Romans 8
Romans 8
There is ... now no condemnation for those who are in Christ Jesus. 2For the law of the Spirit of life in Christ Jesus has set you free from the law of sin and of death. 3For God has done what the law, weakened by the flesh, could not do: by sending his own Son in the likeness of sinful flesh, and to deal with sin, he condemned sin in the flesh, 4so that the just requirement of the law might be fulfilled in us, who walk not according to the flesh but according to the Spirit. 5For those who live according to the flesh set their minds on the things of the flesh, but those who live according to the Spirit set their minds on the things of the Spirit. 6To set the mind on the flesh is death, but to set the mind on the Spirit is life and peace. 7For this reason the mind that is set on the flesh is hostile to God; it does not submit to God’s law—indeed it cannot, 8and those who are in the flesh cannot please God.
9 But you are not in the flesh; you are in the Spirit, since the Spirit of God dwells in you. Anyone who does not have the Spirit of Christ does not belong to him. 10But if Christ is in you, though the body is dead because of sin, the Spirit is life because of righteousness. 11If the Spirit of him who raised Jesus from the dead dwells in you, he who raised Christ from the dead will give life to your mortal bodies also through his Spirit that dwells in you.

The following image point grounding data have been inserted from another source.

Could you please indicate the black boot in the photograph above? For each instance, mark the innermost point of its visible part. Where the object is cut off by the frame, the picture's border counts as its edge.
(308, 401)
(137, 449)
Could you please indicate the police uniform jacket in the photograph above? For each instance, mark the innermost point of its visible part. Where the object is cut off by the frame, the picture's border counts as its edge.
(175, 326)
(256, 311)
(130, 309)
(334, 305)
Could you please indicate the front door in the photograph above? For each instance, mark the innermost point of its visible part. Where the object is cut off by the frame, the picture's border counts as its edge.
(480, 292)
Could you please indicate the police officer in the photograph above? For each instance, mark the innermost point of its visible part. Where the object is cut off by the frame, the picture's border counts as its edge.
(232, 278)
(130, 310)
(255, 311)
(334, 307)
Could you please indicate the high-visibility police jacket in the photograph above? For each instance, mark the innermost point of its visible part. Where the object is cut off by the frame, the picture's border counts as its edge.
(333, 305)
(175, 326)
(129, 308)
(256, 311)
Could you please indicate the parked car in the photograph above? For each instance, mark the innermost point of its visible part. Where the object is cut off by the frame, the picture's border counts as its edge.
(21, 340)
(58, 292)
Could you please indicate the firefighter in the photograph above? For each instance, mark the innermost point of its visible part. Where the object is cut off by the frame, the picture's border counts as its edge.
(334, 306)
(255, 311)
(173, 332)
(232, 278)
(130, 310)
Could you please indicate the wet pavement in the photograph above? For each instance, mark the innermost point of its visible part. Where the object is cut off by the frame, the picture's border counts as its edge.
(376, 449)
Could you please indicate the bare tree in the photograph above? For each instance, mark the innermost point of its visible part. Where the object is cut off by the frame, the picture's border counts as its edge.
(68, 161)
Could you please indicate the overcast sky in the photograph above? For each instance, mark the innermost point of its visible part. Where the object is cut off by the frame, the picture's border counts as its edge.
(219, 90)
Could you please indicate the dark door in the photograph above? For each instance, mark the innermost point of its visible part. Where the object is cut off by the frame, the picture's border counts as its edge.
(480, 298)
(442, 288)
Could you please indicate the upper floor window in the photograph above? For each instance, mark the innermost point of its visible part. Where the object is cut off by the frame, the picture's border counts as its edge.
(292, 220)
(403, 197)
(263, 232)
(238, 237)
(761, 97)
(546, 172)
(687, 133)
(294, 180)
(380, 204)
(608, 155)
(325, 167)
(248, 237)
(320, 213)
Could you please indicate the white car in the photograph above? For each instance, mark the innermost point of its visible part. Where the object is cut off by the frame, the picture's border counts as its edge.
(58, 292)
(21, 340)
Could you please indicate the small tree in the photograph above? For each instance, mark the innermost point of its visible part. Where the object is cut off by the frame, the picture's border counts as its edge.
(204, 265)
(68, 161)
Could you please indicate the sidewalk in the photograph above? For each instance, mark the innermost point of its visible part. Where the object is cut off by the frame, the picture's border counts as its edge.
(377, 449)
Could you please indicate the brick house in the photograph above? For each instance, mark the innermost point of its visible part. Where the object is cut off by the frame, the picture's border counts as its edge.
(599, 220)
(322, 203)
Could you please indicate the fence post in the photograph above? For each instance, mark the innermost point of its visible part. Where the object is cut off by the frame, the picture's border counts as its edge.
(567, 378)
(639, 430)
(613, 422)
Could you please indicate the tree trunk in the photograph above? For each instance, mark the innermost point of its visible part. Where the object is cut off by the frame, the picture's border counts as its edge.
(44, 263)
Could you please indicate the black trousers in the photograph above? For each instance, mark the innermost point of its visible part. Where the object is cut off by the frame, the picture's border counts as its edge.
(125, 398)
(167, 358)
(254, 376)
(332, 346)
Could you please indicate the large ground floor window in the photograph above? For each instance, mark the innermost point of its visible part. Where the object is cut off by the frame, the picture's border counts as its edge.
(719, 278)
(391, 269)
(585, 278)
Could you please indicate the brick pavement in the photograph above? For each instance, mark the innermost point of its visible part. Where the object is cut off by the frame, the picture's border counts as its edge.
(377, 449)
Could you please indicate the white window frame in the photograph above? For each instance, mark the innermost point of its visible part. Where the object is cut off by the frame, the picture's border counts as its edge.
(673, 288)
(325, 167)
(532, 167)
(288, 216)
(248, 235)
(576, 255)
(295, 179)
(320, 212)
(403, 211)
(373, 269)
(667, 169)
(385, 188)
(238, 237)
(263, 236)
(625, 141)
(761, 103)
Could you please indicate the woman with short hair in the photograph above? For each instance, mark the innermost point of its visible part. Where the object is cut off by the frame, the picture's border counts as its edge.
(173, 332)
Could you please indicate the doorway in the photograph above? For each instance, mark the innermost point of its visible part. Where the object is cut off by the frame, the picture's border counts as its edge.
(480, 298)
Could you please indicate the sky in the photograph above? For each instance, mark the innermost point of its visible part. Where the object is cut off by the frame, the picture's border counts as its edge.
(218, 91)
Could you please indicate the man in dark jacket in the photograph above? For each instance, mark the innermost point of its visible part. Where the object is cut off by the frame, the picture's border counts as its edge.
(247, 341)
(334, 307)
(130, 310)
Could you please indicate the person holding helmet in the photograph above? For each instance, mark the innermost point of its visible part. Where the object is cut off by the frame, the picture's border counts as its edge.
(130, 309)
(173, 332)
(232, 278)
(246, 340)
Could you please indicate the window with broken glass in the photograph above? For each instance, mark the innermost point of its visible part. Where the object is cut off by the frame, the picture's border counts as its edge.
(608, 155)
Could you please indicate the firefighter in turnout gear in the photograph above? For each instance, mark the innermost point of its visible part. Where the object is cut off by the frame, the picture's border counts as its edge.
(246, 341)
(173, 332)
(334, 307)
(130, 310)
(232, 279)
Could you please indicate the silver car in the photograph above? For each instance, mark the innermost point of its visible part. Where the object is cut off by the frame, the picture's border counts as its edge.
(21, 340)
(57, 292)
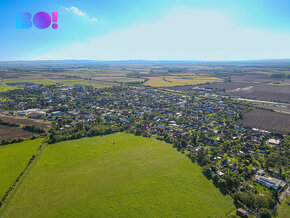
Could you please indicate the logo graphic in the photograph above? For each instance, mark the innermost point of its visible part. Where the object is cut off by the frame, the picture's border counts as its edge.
(40, 20)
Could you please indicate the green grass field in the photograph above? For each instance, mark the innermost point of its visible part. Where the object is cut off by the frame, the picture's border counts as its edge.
(284, 208)
(13, 160)
(118, 175)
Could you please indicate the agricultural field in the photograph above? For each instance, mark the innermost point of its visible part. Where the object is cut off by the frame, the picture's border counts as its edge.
(13, 160)
(254, 90)
(4, 88)
(113, 176)
(25, 121)
(266, 120)
(62, 81)
(7, 132)
(167, 81)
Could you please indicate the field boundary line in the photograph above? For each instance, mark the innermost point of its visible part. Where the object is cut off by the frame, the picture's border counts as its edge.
(14, 188)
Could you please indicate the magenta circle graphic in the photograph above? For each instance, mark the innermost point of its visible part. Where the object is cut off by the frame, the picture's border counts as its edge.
(41, 20)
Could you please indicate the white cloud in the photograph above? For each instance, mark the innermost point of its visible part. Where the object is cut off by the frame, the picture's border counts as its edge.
(78, 12)
(184, 35)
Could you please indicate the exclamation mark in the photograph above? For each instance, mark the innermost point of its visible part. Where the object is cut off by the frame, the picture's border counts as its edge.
(54, 20)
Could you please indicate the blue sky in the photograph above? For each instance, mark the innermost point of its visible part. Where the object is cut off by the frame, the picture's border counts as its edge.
(149, 29)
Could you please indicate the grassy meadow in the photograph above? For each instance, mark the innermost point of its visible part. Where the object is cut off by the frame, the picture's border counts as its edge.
(284, 208)
(113, 176)
(167, 81)
(13, 160)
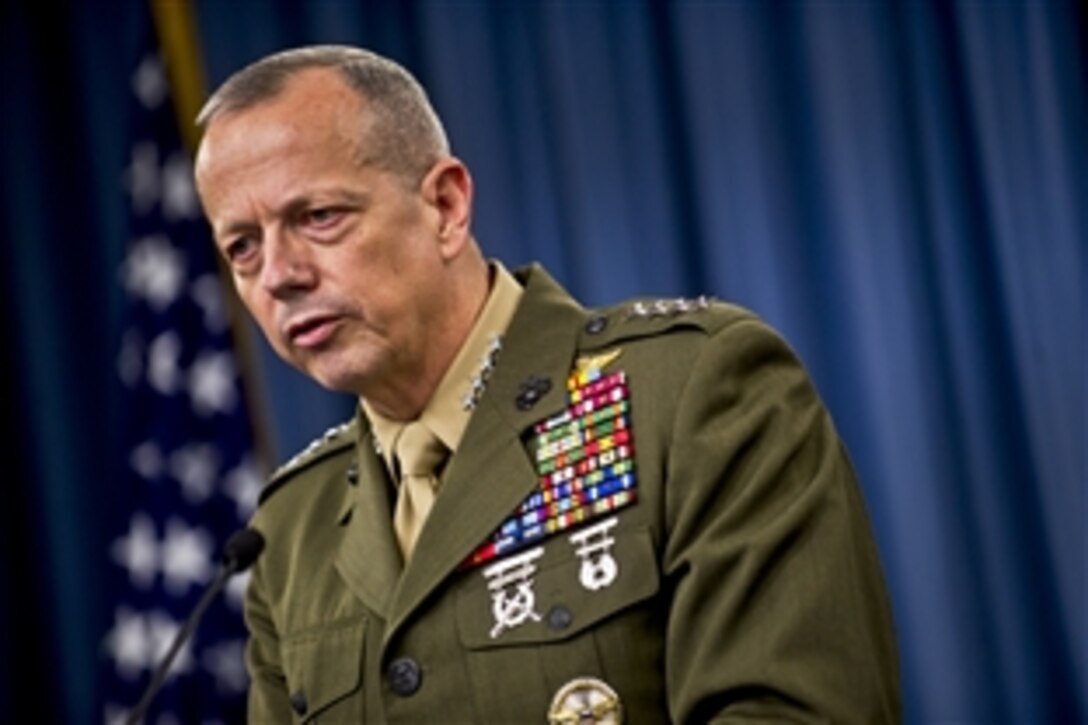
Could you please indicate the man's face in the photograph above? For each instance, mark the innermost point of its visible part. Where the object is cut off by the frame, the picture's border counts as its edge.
(340, 263)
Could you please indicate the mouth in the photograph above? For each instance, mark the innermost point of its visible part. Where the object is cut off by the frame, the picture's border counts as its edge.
(311, 331)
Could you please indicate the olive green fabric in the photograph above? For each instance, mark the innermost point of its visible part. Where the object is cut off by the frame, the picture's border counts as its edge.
(748, 587)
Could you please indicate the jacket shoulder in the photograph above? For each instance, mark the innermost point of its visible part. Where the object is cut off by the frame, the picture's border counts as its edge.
(651, 318)
(332, 442)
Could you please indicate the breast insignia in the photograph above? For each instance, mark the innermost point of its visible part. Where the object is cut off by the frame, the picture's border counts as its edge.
(584, 459)
(585, 701)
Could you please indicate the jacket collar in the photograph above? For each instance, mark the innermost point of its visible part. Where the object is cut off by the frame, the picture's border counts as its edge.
(492, 474)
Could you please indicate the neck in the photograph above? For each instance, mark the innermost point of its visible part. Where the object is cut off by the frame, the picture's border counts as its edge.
(406, 394)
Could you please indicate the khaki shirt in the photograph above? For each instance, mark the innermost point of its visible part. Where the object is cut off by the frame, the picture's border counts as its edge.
(738, 581)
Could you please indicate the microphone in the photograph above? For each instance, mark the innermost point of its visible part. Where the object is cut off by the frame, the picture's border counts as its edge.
(239, 552)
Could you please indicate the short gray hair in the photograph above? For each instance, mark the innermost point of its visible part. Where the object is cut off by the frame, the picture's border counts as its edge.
(400, 133)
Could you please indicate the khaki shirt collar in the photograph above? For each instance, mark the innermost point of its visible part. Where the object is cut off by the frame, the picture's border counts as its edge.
(446, 413)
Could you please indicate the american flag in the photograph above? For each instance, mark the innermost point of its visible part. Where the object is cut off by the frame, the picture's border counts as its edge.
(189, 475)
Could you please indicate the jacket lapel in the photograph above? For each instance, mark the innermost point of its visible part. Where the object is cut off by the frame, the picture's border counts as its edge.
(491, 474)
(368, 558)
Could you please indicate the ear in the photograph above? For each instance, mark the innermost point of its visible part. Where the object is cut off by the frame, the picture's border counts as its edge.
(447, 187)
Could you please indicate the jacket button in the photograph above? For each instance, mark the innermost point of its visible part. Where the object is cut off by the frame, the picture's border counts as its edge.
(559, 617)
(532, 390)
(405, 676)
(298, 703)
(596, 324)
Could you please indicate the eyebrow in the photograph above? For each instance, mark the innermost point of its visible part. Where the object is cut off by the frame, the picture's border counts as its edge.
(294, 206)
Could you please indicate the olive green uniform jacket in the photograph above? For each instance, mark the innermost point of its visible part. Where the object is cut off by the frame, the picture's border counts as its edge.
(748, 581)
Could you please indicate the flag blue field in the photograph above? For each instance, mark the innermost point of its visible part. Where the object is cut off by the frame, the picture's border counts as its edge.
(189, 474)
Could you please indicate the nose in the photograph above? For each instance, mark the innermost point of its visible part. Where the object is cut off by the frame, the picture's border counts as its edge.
(287, 267)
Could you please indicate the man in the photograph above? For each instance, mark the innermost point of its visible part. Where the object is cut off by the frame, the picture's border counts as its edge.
(637, 514)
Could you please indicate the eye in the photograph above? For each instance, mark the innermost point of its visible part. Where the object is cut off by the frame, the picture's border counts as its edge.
(239, 249)
(322, 217)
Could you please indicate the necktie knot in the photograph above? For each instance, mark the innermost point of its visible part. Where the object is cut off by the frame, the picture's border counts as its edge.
(419, 455)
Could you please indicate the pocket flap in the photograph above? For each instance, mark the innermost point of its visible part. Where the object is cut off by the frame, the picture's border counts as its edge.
(561, 604)
(324, 665)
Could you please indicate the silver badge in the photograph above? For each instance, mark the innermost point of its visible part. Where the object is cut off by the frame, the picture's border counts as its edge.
(512, 599)
(594, 548)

For the rest of summer Sundays our Second Reading will be from Paul’s letter to the Romans. And for the next three Sundays we shall be reading from Romans chapter 8, rich in expression, with phrases familiar to most of us. Romans is the longest of Paul’s writings, and some scholars say it’s his final writing, written in anticipation of his visit to Rome where he was martyred. We know Paul didn’t intend it to be his final writing, because he fully planned to go on to Spain. But in that it was final, it turns out to have been ideally so, because the letter is perfectly written for the sophisticated audience at the center of the empire, and it seems to be a complete statement of Paul’s message.
Paul can be daunting both for preacher and for congregation, and so not many of us preach from Paul. This is especially true of Romans, which is the most theological of Paul’s writings and requires competent “hermeneutics” -- study and scholarly interpretation -- before stepping into the pulpit.
In Sunday’s reading from Romans 8, Paul writes that if you are self-serving, you are corrupt -- if you are preoccupied with worldly advancement, you have no part of Christ and Christ has no part of you, and you condemn yourself. But if you live to do the will of God, Christ is in you; and even though you die you will be saved exactly as Christ was saved.